Top 5 para tener un primer día de trabajo exitoso

Antes de nada debes pensar que has pasado todas las entrevistas y que has resultado ser la persona elegida para desempeñar un puesto. Esto quiere decir que ya han visto en ti unas cualidades que se adecuan al perfil que buscaban y que confían en que eres la persona idónea para el trabajo. ¡Así que refuerza un poco tu autoestima y vamos con los consejos!

  1. Puntualidad. Bajo ninguno de los conceptos se te ocurra llegar tarde en tu primer día de trabajo. De hecho, lo más conveniente es que estés en tu nueva empresa unos minutos antes de tu hora de entrada. Eso reforzará tu confianza y no te hará incrementar tu ansiedad por culpa de un retraso.
  2. La indumentaria. Si la entrevista la tuviste en la empresa, tal vez pudiste ver cómo iban vestidos los trabajadores. Procura copiar ese estilo: desenfadado, formal, clásico… Si no has tenido esa ocasión, no tengas miedo en preguntar antes del primer día cuál es el código de vestimenta de tu nueva empresa.
  3. Toma notas.
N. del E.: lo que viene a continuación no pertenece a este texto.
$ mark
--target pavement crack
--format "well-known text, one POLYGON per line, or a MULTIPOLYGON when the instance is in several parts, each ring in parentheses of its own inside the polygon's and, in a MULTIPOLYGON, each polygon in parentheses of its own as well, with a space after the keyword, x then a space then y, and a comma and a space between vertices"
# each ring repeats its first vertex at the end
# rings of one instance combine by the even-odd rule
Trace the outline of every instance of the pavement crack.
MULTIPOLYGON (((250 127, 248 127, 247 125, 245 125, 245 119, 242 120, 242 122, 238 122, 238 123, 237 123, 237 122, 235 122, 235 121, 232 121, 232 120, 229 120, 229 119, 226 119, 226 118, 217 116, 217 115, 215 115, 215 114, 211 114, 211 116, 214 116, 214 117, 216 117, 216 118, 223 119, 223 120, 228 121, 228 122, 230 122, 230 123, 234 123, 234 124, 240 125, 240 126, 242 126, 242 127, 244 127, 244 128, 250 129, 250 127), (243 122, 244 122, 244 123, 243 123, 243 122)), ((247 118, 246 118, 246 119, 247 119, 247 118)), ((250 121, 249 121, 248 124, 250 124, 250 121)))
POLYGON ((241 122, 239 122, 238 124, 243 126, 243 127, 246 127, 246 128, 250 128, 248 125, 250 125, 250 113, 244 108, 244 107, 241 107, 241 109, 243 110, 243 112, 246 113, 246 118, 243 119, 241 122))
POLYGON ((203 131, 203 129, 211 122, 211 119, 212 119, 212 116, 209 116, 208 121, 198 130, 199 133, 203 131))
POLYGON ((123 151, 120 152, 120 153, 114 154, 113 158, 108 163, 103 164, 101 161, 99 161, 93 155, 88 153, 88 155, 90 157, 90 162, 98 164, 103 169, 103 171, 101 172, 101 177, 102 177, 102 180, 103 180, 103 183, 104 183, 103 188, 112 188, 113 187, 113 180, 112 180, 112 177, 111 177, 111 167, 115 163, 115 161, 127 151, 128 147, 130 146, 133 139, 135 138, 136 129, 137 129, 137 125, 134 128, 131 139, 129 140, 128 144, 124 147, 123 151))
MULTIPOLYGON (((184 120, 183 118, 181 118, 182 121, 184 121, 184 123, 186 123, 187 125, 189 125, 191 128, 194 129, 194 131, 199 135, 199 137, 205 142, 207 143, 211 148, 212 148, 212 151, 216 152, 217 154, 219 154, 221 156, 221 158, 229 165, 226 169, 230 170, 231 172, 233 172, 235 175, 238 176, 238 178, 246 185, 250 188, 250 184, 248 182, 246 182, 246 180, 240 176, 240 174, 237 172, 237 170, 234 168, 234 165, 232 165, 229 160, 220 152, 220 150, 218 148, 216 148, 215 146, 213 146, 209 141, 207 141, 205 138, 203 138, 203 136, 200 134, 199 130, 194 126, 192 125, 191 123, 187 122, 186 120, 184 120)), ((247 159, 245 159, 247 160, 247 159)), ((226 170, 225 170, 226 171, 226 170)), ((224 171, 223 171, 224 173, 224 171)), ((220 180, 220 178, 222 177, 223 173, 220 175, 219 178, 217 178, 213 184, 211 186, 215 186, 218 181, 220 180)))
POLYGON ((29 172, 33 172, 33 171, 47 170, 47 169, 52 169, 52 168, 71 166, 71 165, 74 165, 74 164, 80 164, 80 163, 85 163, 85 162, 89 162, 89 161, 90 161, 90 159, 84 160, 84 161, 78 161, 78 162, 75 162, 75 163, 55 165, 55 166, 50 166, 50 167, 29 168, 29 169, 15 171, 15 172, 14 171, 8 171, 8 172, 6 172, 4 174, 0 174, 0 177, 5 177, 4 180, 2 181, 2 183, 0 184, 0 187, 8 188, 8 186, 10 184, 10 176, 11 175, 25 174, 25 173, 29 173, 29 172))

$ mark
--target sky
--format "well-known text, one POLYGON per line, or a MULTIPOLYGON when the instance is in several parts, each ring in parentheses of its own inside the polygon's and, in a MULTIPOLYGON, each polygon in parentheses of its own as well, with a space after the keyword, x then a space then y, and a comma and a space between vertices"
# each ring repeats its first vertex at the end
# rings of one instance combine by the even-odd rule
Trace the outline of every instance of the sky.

Ve preparado con un dispositivo móvil o un simple bloc y toma notas de los datos importantes: passwords, horarios, rutinas… y, por supuesto, no temas preguntar.
  4. Predisposición. Mantén una actitud proactiva y predispuesta a aprender. Interésate por los detalles del puesto e infórmate acerca de los objetivos de la empresa.
  5. Ubícate. Haz un esfuerzo por retener los nombres de tus superiores y de los compañeros con los que trabajarás de manera más estrecha. Ubica también dónde está cada lugar: el despacho de tu jefe, la sala de reuniones, el sitio de la fotocopiadora, la cafetería…
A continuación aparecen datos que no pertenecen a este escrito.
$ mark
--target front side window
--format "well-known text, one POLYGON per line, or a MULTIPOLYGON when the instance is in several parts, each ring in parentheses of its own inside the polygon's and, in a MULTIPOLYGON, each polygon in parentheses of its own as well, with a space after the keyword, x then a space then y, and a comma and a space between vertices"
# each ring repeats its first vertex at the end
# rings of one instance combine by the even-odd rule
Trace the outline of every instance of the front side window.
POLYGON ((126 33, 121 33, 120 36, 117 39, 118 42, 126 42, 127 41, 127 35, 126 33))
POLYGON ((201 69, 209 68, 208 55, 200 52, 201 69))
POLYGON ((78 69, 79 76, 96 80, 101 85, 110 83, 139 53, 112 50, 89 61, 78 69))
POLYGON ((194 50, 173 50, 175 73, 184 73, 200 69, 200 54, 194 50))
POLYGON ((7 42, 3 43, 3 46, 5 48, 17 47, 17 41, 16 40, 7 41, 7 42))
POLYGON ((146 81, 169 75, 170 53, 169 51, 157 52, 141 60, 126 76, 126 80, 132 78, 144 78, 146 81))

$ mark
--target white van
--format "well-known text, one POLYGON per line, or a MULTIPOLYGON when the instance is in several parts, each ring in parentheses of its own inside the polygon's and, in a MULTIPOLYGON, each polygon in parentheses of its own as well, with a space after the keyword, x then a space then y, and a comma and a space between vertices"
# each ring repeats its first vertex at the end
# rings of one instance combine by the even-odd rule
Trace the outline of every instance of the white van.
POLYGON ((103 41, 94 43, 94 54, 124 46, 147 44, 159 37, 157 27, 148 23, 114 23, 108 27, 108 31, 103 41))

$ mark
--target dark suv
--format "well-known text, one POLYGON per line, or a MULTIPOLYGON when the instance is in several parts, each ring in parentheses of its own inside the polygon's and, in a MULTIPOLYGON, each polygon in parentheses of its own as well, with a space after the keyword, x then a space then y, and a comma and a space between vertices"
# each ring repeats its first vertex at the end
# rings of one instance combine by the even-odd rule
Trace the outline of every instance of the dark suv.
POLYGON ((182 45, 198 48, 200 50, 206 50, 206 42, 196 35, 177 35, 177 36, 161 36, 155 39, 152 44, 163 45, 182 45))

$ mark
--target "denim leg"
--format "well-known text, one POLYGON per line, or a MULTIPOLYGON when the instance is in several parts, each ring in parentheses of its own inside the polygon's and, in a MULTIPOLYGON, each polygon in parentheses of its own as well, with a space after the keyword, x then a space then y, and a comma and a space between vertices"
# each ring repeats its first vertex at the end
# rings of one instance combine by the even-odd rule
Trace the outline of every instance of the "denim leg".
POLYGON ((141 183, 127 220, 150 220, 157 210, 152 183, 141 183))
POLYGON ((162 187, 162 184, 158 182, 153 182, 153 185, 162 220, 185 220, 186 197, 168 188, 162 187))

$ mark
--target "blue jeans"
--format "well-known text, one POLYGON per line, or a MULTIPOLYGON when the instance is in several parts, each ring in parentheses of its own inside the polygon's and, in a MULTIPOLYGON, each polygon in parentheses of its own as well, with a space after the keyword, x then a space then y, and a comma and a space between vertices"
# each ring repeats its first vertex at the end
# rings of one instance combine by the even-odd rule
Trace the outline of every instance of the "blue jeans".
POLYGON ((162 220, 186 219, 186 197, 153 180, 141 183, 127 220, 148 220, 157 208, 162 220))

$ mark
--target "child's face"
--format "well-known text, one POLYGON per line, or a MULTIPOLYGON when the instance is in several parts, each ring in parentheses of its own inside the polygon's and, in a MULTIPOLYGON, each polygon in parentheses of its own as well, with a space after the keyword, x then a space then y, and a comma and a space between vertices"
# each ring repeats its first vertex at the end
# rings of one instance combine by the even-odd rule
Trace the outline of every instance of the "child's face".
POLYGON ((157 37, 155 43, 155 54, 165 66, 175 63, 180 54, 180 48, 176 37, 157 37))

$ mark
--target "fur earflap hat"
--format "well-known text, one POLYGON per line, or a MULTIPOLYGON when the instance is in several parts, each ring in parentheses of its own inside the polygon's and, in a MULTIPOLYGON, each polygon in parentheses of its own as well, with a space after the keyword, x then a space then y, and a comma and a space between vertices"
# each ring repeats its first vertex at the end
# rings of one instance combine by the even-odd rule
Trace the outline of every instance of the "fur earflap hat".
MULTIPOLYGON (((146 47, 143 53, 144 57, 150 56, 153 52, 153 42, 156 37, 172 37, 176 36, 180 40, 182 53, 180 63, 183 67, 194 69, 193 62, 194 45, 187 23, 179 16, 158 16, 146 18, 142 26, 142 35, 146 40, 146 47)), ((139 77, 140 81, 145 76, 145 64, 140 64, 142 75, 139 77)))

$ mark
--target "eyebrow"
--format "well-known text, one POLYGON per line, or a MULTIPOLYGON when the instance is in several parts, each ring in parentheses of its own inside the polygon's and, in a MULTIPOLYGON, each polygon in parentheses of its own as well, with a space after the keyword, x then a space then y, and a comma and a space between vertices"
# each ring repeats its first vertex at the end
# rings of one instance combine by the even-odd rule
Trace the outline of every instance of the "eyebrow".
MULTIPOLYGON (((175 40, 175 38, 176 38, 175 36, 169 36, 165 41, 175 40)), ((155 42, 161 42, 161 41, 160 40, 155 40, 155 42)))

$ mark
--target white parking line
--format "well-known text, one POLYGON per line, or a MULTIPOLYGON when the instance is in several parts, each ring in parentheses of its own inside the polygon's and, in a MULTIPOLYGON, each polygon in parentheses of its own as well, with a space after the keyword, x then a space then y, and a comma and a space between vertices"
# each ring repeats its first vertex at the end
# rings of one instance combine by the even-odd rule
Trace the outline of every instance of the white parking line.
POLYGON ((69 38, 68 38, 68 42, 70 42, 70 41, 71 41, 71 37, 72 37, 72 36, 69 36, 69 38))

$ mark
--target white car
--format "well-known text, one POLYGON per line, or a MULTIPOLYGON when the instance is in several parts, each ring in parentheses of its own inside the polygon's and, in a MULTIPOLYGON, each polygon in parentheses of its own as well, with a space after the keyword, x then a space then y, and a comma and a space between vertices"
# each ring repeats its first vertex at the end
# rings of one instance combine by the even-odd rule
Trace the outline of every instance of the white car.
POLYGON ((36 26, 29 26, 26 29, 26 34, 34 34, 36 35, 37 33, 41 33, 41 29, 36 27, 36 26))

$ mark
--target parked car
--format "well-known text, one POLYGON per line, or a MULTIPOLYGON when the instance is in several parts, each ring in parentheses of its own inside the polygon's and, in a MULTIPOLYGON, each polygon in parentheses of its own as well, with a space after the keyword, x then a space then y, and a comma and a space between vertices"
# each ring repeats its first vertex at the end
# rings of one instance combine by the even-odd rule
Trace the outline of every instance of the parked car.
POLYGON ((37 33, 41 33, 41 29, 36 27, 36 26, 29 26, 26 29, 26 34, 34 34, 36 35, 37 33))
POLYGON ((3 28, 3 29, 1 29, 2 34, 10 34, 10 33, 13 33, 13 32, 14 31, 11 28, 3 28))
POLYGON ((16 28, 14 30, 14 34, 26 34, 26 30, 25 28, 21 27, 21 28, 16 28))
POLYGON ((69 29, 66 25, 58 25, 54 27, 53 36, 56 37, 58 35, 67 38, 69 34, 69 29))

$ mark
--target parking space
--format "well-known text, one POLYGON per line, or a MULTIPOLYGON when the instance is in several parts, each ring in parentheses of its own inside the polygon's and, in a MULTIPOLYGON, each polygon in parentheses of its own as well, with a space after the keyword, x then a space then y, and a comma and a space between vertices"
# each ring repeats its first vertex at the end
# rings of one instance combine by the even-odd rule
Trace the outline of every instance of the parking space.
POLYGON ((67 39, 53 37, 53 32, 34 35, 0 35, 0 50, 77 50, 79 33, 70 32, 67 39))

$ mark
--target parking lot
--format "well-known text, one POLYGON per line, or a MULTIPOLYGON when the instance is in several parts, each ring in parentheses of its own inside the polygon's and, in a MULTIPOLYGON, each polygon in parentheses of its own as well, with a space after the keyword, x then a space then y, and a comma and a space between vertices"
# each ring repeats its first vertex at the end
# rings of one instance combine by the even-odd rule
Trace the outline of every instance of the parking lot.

Vencer tus propios temores

Además de estos consejos resultará muy importante que intentes vencer tus propios temores. Si no lo haces solo conseguirán lastrar tu valía y mermar tu autoconfianza. Piensa que, en unos días, estarás integrado y que estás pasando por una situación transitoria.

Lo más probable es que, una vez que llegues a la nueva empresa, en unos minutos de interrelación con el resto de personal, esos nervios se irán esfumando y la tranquilidad irá ocupando su espacio.

No olvides, en ningún momento, que es tu primer día de trabajo. Eso quiere decir que han confiado en ti y que estás capacitado para llevarlo a cabo.